An estimated one-third of the world’s cropland is now losing topsoil at a rate that reduces its productivity. As soil erodes and crop yields fall in countries like Mongolia, Lesotho and Haiti, their dependence on imported grain is soaring.

Beyond these resource constraints, the backlog of agricultural technology is shrinking. This helps explain why the rise in world grain yields per acre of over 2% per year from 1950 to 1990 has dropped to scarcely 1% per year since 1990.

Today there are 860 million people in the world who are chronically hungry and malnourished. For them, soaring food prices are life-threatening, as they already spend 50-70% of their income on food. Social unrest is spreading. The risk is that the number of failing states, already increasing year by year, will increase dramatically under the potentially unmanageable burden of soaring food prices and spreading hunger.

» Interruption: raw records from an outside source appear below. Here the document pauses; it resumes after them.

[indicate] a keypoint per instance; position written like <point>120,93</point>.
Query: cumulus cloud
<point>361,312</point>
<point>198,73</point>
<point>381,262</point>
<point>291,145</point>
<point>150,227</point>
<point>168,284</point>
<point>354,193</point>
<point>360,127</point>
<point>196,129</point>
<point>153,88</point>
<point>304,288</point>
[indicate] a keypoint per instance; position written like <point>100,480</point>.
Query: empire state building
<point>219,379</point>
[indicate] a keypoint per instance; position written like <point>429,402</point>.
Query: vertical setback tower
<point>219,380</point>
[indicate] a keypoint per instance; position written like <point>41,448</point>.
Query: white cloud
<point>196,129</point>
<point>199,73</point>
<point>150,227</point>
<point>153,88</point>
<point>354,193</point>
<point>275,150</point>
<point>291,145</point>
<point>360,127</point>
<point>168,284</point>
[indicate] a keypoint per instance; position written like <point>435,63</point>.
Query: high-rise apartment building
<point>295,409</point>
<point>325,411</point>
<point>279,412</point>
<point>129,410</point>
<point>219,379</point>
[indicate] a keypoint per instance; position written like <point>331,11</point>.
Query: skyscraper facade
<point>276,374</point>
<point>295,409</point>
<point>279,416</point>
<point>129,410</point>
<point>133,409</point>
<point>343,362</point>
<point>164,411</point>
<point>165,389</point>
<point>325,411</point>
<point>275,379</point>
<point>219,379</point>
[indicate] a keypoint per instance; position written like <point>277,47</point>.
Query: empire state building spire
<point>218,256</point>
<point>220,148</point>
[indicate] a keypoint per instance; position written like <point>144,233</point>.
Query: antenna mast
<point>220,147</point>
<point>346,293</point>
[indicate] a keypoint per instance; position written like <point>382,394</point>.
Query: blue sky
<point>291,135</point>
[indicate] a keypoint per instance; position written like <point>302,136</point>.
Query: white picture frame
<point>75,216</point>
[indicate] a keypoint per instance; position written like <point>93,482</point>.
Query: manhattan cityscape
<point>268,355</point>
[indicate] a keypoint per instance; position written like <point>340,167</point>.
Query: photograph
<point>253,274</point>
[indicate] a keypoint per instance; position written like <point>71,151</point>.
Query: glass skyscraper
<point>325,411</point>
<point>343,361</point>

Restoring world food security means dealing with the trends that are undermining the world food economy. This goes far beyond simply investing more in agriculture, essential though this is. It also means stabilising population sooner rather than later. It means dramatically cutting carbon emissions to stabilise climate. And it means launching a worldwide effort to raise water productivity, similarly to that launched a half century ago to raise cropland productivity.

And, in the near term, it means relaxing the renewable fuel mandates in both Europe and the United States and withdrawing US subsidies for the conversion of grain into fuel.